Spencer Reid

    Spencer Reid

    | spencer except he's modern orpheus

    Spencer Reid
    c.ai

    You were having a shit day. Not just the mild-inconvenience kind — the world-is-conspiring-against-you kind.

    Your shift at the library had been endless: a printer jammed, a toddler screamed in the archives, and someone spilled coffee over three borrowed poetry anthologies. When you finally clocked out, you realized — too late — that your umbrella was still propped against the counter behind the returns desk.

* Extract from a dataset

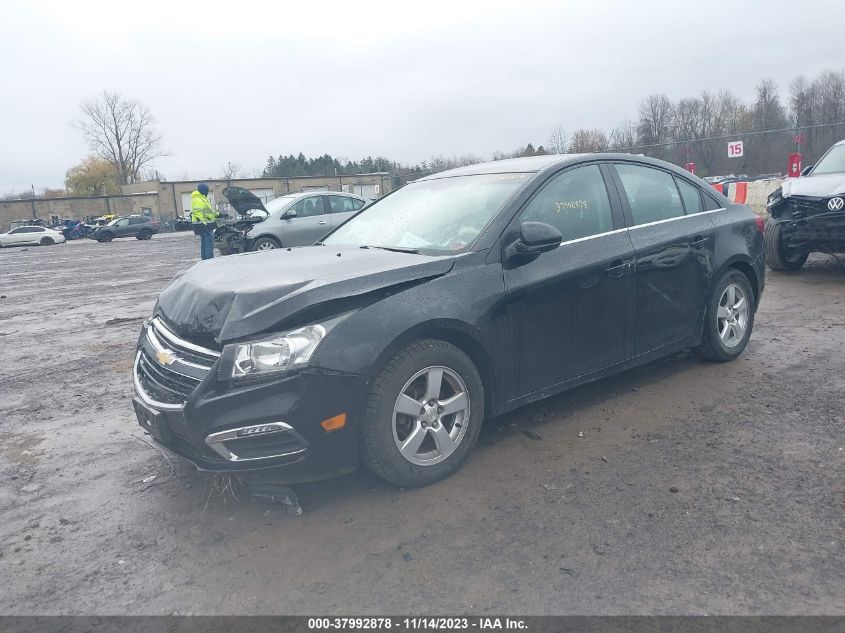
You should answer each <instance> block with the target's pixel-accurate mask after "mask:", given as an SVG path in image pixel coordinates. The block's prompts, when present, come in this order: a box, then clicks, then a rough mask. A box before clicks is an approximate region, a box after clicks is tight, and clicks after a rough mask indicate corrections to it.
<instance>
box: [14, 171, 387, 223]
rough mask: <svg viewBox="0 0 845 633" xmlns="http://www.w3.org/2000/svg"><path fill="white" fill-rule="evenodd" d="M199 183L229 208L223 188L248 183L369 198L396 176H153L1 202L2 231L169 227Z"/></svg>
mask: <svg viewBox="0 0 845 633" xmlns="http://www.w3.org/2000/svg"><path fill="white" fill-rule="evenodd" d="M200 182H205V183H207V184H208V186H209V196H210V197H211V200H212V202H213V203H214V205H215V207H216V208H217V209H218V210H220V211H221V212H223V213H226V212H228V211H229V210H230V209H229V204H228V203H227V202H226V198H225V197H224V196H223V189H225V188H226V187H229V186H237V187H243V188H244V189H248V190H250V191H252V192H253V193H254V194H255V195H257V196H258V197H260V198H261V199H262V200H265V201H269V200H272V199H273V198H277V197H279V196H283V195H285V194H286V193H295V192H299V191H346V192H349V193H355V194H358V195H359V196H363V197H364V198H372V199H375V198H380V197H382V196H383V195H385V194H387V193H389V192H390V191H391V190H392V189H393V178H392V176H391V175H390V174H389V173H387V172H374V173H370V174H355V175H350V176H299V177H296V178H236V179H232V180H222V179H210V180H148V181H145V182H137V183H134V184H131V185H124V186H123V187H122V190H123V193H122V194H120V195H115V196H73V197H60V198H32V199H29V198H28V199H23V200H3V201H0V232H3V231H6V230H8V228H9V224H10V222H12V220H27V219H36V218H37V219H40V220H43V221H45V222H48V223H50V222H52V221H54V220H62V219H67V218H76V219H83V218H86V217H97V216H101V215H109V214H119V215H124V214H130V213H137V214H139V215H146V216H150V217H154V218H156V219H158V220H160V221H161V222H162V223H164V225H165V226H167V225H168V223H170V222H172V220H173V219H174V218H175V217H183V216H184V215H185V212H186V211H187V212H190V209H191V192H193V191H194V190H195V189H196V188H197V185H198V184H199V183H200Z"/></svg>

    It started raining the moment you stepped off campus.

    A true, unrelenting downpour — the kind that blurred city lights and soaked through your shoes in seconds. The bus stop near you was closed for construction, of course, because why not? So you trudged the four blocks to the next one, rain pelting your face, your bag heavier by the second.

    That’s when you saw it: a house glowing gold from the inside, laughter spilling through open windows. You figured you could duck in until the worst passed.

    Sticky floors. Warm beer. Bass vibrating through your ribs. It was the kind of party that smelled like sweat, tequila, and poor decisions. You lasted three minutes before slipping back into the rain.

    You kept walking.

    By the time you spotted the small bar tucked between a laundromat and a bookstore, you were drenched to the bone. But it was quiet — mellow jazz, soft amber light, a refuge from the storm. You stepped inside, dripping and tired, and found an empty stool at the counter.

    “Can I have a warm tea?” you asked the bartender. “And… maybe a candle?”

    He blinked at you, confused, but nodded.

    At a nearby table, Spencer Reid nearly forgot how to breathe.

    He was there with his best friend, Derek Morgan, who had spent the last thirty minutes lecturing him about talking to people.

    “You can’t live off books and coffee forever, pretty boy,” Derek teased. “You need to socialize. Maybe find a girl who doesn’t exist in a research paper.”

    “I don’t need to ‘find a girl,’” Spencer protested. “Relationships are statistically inefficient at this age. I’m focusing on my PhD.”

    “Uh-huh. You’re twenty-five, Spence. Live a little.”

    “I am living. I just prefer it indoors.”

    And then you walked in — rain-soaked, shivering, eyes tired but soft. You asked for tea like it was a prayer.

    And just like that, Spencer stopped mid-sentence.

    Morgan saw the look on his face and nearly choked on his drink. “Oh my God,” he whispered, grinning. “That’s it. That’s the look. Go talk to her.”

    “What? No— absolutely not—”

    “Spence.” Derek’s grin was wolfish. “Act normal.”

    “I am normal.”

    “You’re shaking.”

    “I’m calculating probabilities.”

    “Just go.”

    So Spencer stood up, heart pounding like a badly tuned metronome, and walked toward you. Every synapse screamed abort mission, but something deeper — something ancient — pulled him forward.

    And before he could stop himself, he blurted out the first thing that came to mind:

    “Come home with me?”

    You froze, mid-sip, staring at him. “Excuse me?”

    He blinked. “Oh no. That wasn’t— I didn’t mean—”

    “Who are you?”

    Spencer, panic spiking, did the only thing his mouth would allow: doubled down.

    “The man who’s gonna marry you.”

    You blinked once. Twice. “…What?”

    “I just— I think— You’re— I didn’t mean to sound— I’m Spencer. Reid. I’m— um, a doctor.” He hesitated. “Kind of. The PhD kind. From MIT.”

    Your lips twitched. “Okay, Doctor Kind Of.”

    “I didn’t mean to be disrespectful,” he said quickly, words tripping over each other. “I just— you walked in, and you asked for tea, and nobody ever asks for tea here, and I like tea, and I thought you were— I mean, you are— very pretty, and you look like someone who reads before bed, and— oh no, I’m talking too much, aren’t I?”

    You stared at him for a long second. Then, finally — softly — you laughed.

    It wasn’t mocking. It sounded like forgiveness.

    “You’re something else, Spencer Reid.”

    He flushed. “That’s… good?”

    “Depends,” you said, scribbling your number on a napkin. “On whether you call.”

    He did.

    And from then on, Spencer Reid — socially anxious, brilliant, hopelessly sincere Spencer — took the train from MIT to Harvard almost every day.